Max rolled his eyes as the waitress left. “My treat next time. I just risked death six thousand miles away. I’m not going to be killed by cuisine in my home city.”
“What makes you think there will be a next time?”
“You said you have work for me. I don’t see you as a penny-ante copper. Given the fine line of legality you’ve been walking to protect your personal issues for far too long, you’re going to need a heap of help.”
“Hired help.”
“Yes, ma’am. I was going to add ‘even from a memoryless cripple.’”
She snorted as their small salad bowls arrived with saltines on the side, tabletop. “Playing the self-pity card, eh? Spare me. Why take my offer? You don’t need the money.”
“I need the exercise. Both the mental and the physical.”
She nodded. “That I buy.”
“So what’s next?
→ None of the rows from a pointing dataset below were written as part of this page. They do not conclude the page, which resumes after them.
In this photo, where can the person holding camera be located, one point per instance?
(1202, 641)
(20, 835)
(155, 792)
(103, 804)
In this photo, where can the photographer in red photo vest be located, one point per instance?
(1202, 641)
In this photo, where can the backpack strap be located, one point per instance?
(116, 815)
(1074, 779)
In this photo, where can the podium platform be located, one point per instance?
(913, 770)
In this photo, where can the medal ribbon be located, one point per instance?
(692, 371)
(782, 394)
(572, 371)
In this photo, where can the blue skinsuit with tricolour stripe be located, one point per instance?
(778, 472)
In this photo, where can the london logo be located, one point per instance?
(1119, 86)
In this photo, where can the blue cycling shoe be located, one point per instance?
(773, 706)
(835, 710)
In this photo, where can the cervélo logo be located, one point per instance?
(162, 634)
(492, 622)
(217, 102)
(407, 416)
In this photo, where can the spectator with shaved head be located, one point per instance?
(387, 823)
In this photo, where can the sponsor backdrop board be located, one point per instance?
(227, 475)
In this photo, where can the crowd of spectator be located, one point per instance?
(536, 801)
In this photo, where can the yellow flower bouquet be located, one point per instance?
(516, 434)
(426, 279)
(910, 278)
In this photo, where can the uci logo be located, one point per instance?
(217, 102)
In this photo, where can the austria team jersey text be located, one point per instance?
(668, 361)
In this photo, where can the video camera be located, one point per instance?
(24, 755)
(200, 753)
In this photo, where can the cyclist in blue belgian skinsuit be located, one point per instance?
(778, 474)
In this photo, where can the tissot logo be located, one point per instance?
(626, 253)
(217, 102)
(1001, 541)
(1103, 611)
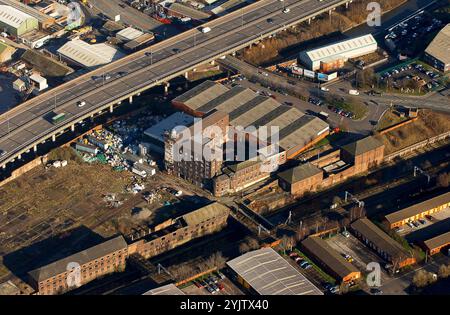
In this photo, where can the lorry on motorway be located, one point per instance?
(58, 118)
(206, 29)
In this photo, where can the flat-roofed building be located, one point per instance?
(382, 243)
(418, 211)
(78, 269)
(43, 20)
(300, 179)
(437, 53)
(168, 289)
(330, 260)
(6, 52)
(16, 22)
(340, 51)
(89, 55)
(364, 154)
(265, 272)
(296, 131)
(435, 244)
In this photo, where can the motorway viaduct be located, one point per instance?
(27, 125)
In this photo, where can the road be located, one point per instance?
(294, 86)
(30, 123)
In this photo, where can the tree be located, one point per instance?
(443, 180)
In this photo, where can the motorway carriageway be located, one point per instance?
(30, 123)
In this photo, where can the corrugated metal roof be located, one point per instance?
(328, 256)
(12, 16)
(439, 48)
(299, 173)
(341, 48)
(83, 257)
(129, 33)
(89, 55)
(438, 241)
(418, 208)
(247, 108)
(169, 289)
(201, 94)
(270, 274)
(379, 238)
(362, 146)
(210, 211)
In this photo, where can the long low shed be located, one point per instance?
(331, 260)
(418, 210)
(267, 273)
(436, 244)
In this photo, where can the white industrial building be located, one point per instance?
(89, 55)
(340, 51)
(128, 34)
(16, 22)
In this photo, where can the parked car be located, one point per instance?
(348, 257)
(376, 291)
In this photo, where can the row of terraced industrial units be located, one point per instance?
(330, 260)
(389, 249)
(437, 244)
(418, 211)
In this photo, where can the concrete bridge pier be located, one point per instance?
(166, 87)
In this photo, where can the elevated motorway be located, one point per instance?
(26, 126)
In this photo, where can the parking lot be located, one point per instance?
(414, 77)
(200, 287)
(408, 36)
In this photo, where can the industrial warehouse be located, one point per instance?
(418, 211)
(175, 232)
(350, 160)
(386, 247)
(168, 289)
(333, 56)
(246, 108)
(331, 260)
(437, 53)
(92, 263)
(437, 244)
(267, 273)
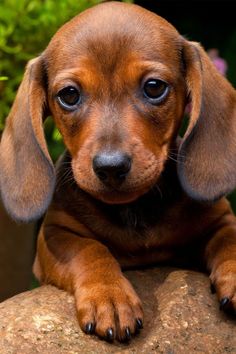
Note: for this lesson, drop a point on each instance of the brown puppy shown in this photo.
(116, 79)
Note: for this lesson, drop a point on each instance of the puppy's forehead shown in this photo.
(110, 32)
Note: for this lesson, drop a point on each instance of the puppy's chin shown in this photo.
(113, 196)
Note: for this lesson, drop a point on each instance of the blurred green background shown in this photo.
(26, 27)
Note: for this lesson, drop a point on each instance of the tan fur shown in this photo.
(169, 208)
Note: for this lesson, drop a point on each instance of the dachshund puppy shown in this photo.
(128, 192)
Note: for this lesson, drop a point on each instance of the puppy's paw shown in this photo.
(224, 282)
(111, 310)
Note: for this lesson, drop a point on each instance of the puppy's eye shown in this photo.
(69, 97)
(155, 90)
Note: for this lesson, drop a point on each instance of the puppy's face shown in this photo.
(117, 94)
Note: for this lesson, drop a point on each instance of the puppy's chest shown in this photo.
(134, 228)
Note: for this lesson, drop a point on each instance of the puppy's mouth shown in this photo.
(117, 178)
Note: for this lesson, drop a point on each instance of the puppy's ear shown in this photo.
(26, 170)
(207, 155)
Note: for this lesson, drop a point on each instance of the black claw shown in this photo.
(213, 290)
(223, 302)
(89, 328)
(127, 334)
(139, 323)
(110, 335)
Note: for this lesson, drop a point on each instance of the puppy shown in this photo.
(128, 193)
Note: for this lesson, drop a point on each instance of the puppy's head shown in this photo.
(116, 79)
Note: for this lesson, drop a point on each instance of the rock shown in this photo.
(181, 316)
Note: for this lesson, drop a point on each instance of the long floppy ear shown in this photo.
(27, 175)
(207, 155)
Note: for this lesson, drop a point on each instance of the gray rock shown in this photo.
(181, 316)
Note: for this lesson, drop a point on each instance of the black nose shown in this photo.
(112, 167)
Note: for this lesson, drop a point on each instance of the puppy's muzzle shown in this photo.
(112, 168)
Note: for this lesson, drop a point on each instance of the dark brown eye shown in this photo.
(69, 97)
(155, 90)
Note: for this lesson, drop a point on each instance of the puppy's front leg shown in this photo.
(106, 302)
(221, 261)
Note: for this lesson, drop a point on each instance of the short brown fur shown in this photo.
(170, 208)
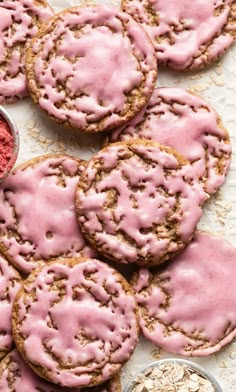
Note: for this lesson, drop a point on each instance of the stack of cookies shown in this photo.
(73, 318)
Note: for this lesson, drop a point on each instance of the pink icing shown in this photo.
(27, 381)
(9, 285)
(200, 285)
(185, 28)
(92, 326)
(42, 206)
(13, 33)
(162, 180)
(185, 122)
(97, 63)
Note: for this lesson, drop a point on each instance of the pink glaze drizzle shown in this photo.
(161, 172)
(201, 285)
(26, 380)
(92, 326)
(13, 33)
(9, 285)
(42, 206)
(99, 65)
(185, 122)
(188, 26)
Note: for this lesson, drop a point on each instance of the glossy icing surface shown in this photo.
(37, 218)
(19, 22)
(101, 57)
(15, 373)
(10, 283)
(176, 118)
(78, 321)
(189, 308)
(186, 34)
(137, 202)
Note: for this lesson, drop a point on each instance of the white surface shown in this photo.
(218, 86)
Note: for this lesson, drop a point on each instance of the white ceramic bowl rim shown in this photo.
(186, 362)
(15, 134)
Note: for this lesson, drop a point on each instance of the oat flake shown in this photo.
(172, 377)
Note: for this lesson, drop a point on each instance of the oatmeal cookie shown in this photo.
(17, 376)
(188, 308)
(10, 283)
(20, 21)
(178, 119)
(75, 322)
(187, 35)
(93, 68)
(138, 202)
(37, 216)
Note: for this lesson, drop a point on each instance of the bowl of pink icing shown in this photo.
(9, 143)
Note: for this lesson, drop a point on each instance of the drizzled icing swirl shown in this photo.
(18, 23)
(37, 216)
(178, 119)
(138, 202)
(186, 34)
(76, 320)
(188, 308)
(92, 68)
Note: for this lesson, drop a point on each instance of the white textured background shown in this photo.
(218, 86)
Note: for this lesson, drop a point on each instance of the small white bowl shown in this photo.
(14, 131)
(201, 371)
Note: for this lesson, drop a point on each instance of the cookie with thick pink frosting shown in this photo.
(188, 308)
(20, 21)
(75, 322)
(37, 216)
(138, 202)
(10, 283)
(93, 68)
(186, 34)
(178, 119)
(17, 376)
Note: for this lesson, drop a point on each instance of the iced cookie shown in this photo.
(20, 21)
(176, 118)
(186, 34)
(188, 308)
(10, 283)
(93, 68)
(138, 202)
(37, 215)
(17, 376)
(75, 322)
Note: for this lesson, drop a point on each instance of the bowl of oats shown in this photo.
(173, 375)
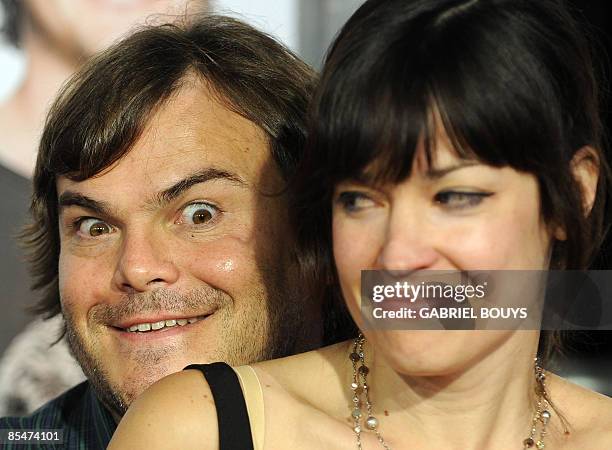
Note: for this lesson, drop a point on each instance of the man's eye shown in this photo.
(460, 200)
(198, 213)
(91, 227)
(352, 201)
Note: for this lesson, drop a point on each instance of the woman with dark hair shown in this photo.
(446, 135)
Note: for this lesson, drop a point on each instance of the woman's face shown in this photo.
(456, 214)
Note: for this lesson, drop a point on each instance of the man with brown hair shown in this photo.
(160, 226)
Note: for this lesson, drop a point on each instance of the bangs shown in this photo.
(495, 107)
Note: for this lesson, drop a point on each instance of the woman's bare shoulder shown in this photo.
(588, 414)
(172, 413)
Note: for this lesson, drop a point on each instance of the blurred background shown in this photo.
(44, 41)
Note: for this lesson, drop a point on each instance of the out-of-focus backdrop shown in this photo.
(54, 37)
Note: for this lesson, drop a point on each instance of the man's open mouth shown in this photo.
(145, 327)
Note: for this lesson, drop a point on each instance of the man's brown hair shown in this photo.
(103, 109)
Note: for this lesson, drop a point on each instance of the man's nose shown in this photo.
(409, 243)
(144, 263)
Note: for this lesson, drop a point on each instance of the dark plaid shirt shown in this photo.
(86, 424)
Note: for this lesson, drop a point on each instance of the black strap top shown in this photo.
(232, 415)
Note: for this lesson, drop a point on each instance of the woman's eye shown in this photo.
(198, 213)
(351, 201)
(91, 227)
(460, 200)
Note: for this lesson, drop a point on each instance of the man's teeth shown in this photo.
(142, 327)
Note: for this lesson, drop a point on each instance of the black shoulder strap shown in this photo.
(232, 415)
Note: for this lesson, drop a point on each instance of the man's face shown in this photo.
(179, 254)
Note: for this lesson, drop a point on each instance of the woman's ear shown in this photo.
(585, 169)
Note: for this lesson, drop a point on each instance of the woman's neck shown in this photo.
(487, 404)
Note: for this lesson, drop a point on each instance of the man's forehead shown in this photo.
(191, 131)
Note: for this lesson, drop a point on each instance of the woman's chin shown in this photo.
(433, 353)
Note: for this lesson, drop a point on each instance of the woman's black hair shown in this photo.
(513, 83)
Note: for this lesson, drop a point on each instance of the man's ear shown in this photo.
(585, 169)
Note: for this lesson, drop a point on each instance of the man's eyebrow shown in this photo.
(437, 173)
(71, 198)
(201, 176)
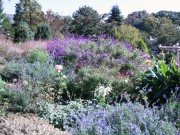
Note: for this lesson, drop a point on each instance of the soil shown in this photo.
(27, 124)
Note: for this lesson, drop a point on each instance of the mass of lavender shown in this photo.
(100, 51)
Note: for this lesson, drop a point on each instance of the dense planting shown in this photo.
(81, 85)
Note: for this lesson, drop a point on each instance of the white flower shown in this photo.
(102, 91)
(64, 76)
(126, 80)
(25, 83)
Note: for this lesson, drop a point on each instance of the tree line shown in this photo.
(30, 22)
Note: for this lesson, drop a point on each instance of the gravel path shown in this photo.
(26, 124)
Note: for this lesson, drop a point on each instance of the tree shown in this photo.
(173, 16)
(115, 16)
(55, 21)
(29, 11)
(43, 31)
(23, 32)
(7, 28)
(86, 22)
(128, 33)
(135, 18)
(67, 20)
(168, 35)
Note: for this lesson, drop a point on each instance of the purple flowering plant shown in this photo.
(102, 51)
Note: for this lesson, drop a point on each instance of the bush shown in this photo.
(37, 55)
(19, 99)
(11, 70)
(3, 93)
(2, 61)
(82, 52)
(126, 118)
(129, 34)
(160, 82)
(14, 54)
(143, 46)
(87, 79)
(43, 32)
(58, 114)
(23, 32)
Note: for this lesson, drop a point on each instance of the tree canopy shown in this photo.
(86, 21)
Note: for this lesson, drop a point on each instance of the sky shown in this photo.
(67, 7)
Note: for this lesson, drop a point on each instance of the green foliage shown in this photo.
(58, 114)
(2, 61)
(115, 16)
(85, 83)
(1, 13)
(23, 33)
(168, 35)
(11, 70)
(174, 16)
(28, 11)
(37, 55)
(43, 32)
(143, 46)
(86, 22)
(128, 34)
(161, 81)
(135, 18)
(19, 99)
(8, 28)
(2, 85)
(55, 21)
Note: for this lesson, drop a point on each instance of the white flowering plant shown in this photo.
(101, 92)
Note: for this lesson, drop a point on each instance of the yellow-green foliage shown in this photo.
(128, 34)
(38, 55)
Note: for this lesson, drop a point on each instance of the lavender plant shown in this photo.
(84, 51)
(126, 118)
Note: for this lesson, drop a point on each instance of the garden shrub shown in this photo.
(37, 55)
(58, 114)
(19, 99)
(14, 54)
(82, 52)
(43, 32)
(3, 93)
(160, 82)
(23, 33)
(126, 118)
(88, 78)
(129, 34)
(11, 70)
(143, 46)
(2, 61)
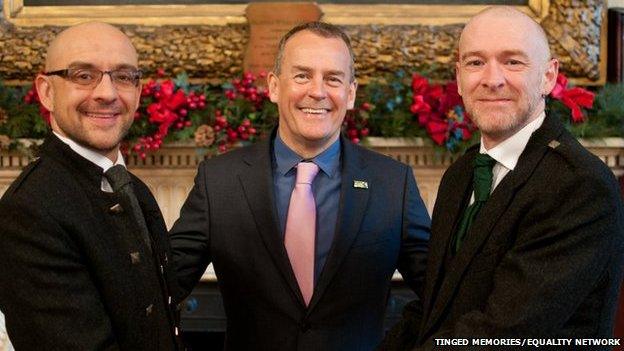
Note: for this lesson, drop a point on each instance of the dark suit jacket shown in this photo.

Now that the Barbie Doll Killer and your unprofessional hiring practices have been exposed…”
“I suppose Miss Barr has been sharing my longtime low opinion of you—”
“And it is based solely on bias and my sleight-of-hand reputation. I’m flattered.”
“It was based on the fact that your act at the Goliath Hotel ended the same night a body was found in the surveillance passages over the casino area, and you disappeared that same night.”
“It
“You bailed and left your loyal live-in squeeze to face the questions.”
“Doesn’t sound like me. I did hear recently you harassed my … then-fiancée for information she didn’t have about my whereabouts. For months.”
“Just doing my job. I don’t like material witnesses disappearing after a murder. They could be perps.”
“You don’t know for sure I witnessed anything.
“Innocence by absentmindedness. Not a plea you can cop.” She sighed. “Later events have convinced me you were more likely a target than a criminal.”
“You mean that Garry Randolph’s death at the hands of ex-IRA factions in Belfast last week convinced you that
“Don’t sound so bitter. Trust me, that’s no way to live.”
Max raised his eyebrows. “Trust, huh? So what’s happened to Dirty Larry Podesta, or whatever his surname really is.”
“Out of town, out of law enforcement, out of my hair.”
“I’ll give you credit. You played him as much as he might ever have played you.”
“Never, Kinsella. He never played me.”
“Is that a challenge, Lieutenant?”
Their wilted salads had been sampled and then set aside for a round of crisp dialogue. Now they had to shut up and lean back and away from each other as entrées descended on their place settings, a plastic mat surrounded by the Chinese New Year symbols and a color-crayon-ready blank-white center.
“Trust? Try it,” she said. “Meanwhile, your first assignment, should you choose to accept it, is looking into that Goliath murder you skipped out on.”
Max gazed at his plate, a piece of meat more charred than blackened and a small baked potato in its brittle brown jacket. His ancestors had starved by the thousands for the want of these commonplace root vegetables. Even his happy-to-be-back-in-the-USA appetite for kitschy food had picked up its paper napkin and gone.
“I don’t remember a thing about that place, that time, those people.” Max began picking at his meal. “I walk into the Goliath Hotel now and someone, a lot of staff probably, will recognize me and I won’t have a clue.”
She smiled, having eviscerated the fish into flaky bites of white non-taste. “Too proud to be ignorant, are we? That’s the beauty of it. Poking around the Goliath will prod your memory. It will take a smooth, prevaricating SOB to hide your disabilities. You can thank me when you make your first report.”